I am feeling a bit agitated when I read the Advocate Premier Profile. I feel that I have to fit into a specific mold that is not meant for me.
At the same time, I feel uneasy having to disrupt my comfort zone and join the masses again. I like being in isolation.
So the less time I am in contact with Pal the better. I want to be left alone.
The report keeps pointing out that I want to do something for humanity. As if I care about them. The truth is I don't care about humanity. I just want to make some money and pursue my personal goals.
At the end of the day, I am who I am. I am private, I enjoy exploring ideas, I don't like people and I am an assassin. I get the job done and I am back in the comfort of my privacy.
I realize that this downcycle that I am experiencing is due to the report. I am really uncomfortable when the report suggested that I am altruistic. I am not. I am a very selfish person. I am more interested in pursuing my personal interest. If it so happens that humanity benefits from it, well and good. I am not here to save the world. In my definition, I am a lone warrior.

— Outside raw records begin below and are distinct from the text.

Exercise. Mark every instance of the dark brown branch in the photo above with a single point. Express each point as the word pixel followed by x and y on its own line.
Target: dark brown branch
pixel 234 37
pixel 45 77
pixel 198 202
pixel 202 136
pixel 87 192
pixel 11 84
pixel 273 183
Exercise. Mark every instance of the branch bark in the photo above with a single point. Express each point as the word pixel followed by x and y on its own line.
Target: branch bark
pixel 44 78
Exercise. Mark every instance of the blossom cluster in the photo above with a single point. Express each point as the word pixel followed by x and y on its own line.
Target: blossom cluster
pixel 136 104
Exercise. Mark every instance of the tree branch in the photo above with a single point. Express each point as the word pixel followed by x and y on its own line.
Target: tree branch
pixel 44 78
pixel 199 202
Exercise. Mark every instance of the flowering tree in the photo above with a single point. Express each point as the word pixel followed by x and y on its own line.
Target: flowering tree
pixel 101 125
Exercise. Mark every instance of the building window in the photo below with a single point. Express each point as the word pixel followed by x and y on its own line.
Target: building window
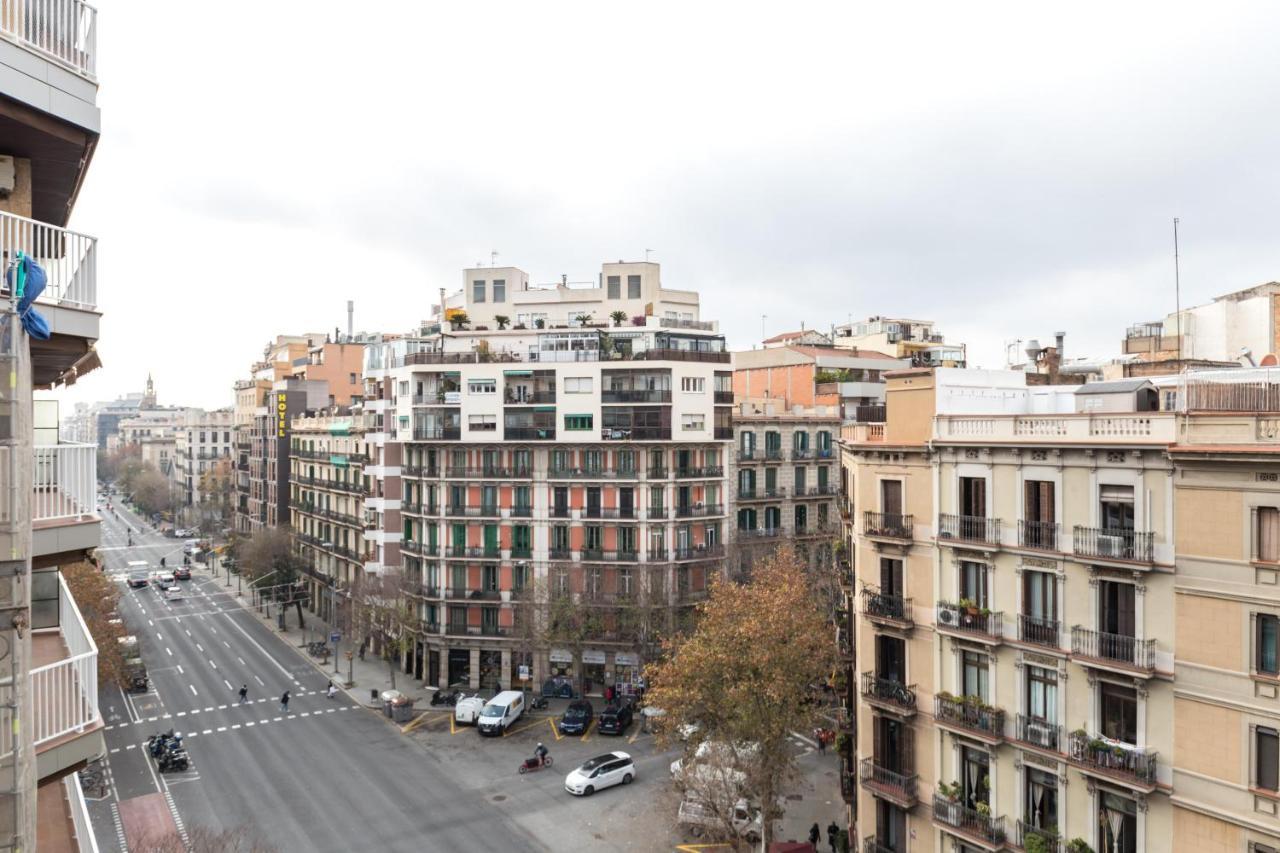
pixel 1266 756
pixel 483 423
pixel 1269 534
pixel 1267 630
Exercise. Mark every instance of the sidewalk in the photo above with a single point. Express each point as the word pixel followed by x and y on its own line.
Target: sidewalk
pixel 370 674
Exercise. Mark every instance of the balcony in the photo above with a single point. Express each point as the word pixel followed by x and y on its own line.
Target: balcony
pixel 63 680
pixel 970 621
pixel 64 502
pixel 969 716
pixel 1112 760
pixel 1050 840
pixel 891 611
pixel 887 784
pixel 1040 733
pixel 1111 651
pixel 1041 536
pixel 969 824
pixel 699 511
pixel 969 529
pixel 888 694
pixel 1112 543
pixel 1041 632
pixel 887 525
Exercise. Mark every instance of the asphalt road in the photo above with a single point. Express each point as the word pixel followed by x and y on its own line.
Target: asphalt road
pixel 327 775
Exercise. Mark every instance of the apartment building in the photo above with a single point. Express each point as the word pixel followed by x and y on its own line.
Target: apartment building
pixel 328 452
pixel 201 441
pixel 814 375
pixel 50 724
pixel 786 478
pixel 565 460
pixel 901 338
pixel 1018 612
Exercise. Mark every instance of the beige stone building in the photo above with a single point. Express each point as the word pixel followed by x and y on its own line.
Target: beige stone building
pixel 1016 619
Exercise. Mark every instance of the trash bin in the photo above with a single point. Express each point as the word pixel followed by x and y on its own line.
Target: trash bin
pixel 389 697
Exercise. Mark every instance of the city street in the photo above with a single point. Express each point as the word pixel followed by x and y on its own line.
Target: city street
pixel 327 775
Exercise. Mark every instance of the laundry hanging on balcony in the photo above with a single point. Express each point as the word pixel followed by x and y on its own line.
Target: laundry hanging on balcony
pixel 27 279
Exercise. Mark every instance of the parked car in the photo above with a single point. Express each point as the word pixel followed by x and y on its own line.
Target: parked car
pixel 616 719
pixel 603 771
pixel 467 710
pixel 577 717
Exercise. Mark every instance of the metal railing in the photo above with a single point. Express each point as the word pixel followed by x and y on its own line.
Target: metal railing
pixel 1040 733
pixel 64 482
pixel 888 690
pixel 1132 762
pixel 969 528
pixel 885 780
pixel 970 620
pixel 1114 647
pixel 1042 632
pixel 887 524
pixel 969 714
pixel 64 694
pixel 1112 543
pixel 64 31
pixel 1038 534
pixel 68 258
pixel 969 821
pixel 878 605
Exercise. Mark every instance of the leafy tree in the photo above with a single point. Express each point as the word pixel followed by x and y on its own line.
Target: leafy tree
pixel 753 651
pixel 97 600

I champion my own cause. My immediate goal is to become a subject matter expert. That's why I chose to specialize in Mental Health and Positive Psychology. Not for me to change the world but for me to be accepted as who I am by the masses. I am a man who is fighting for a cause but the cause is for me to make my presence in the world. Not for me to help the world but for the world to help me!
There you have it, Sarah. I came up with my own personality traits. Only now I feel better. Altruistic my ass. No wonder I feel miserable. I was forced to fit into a mold that I don't belong to.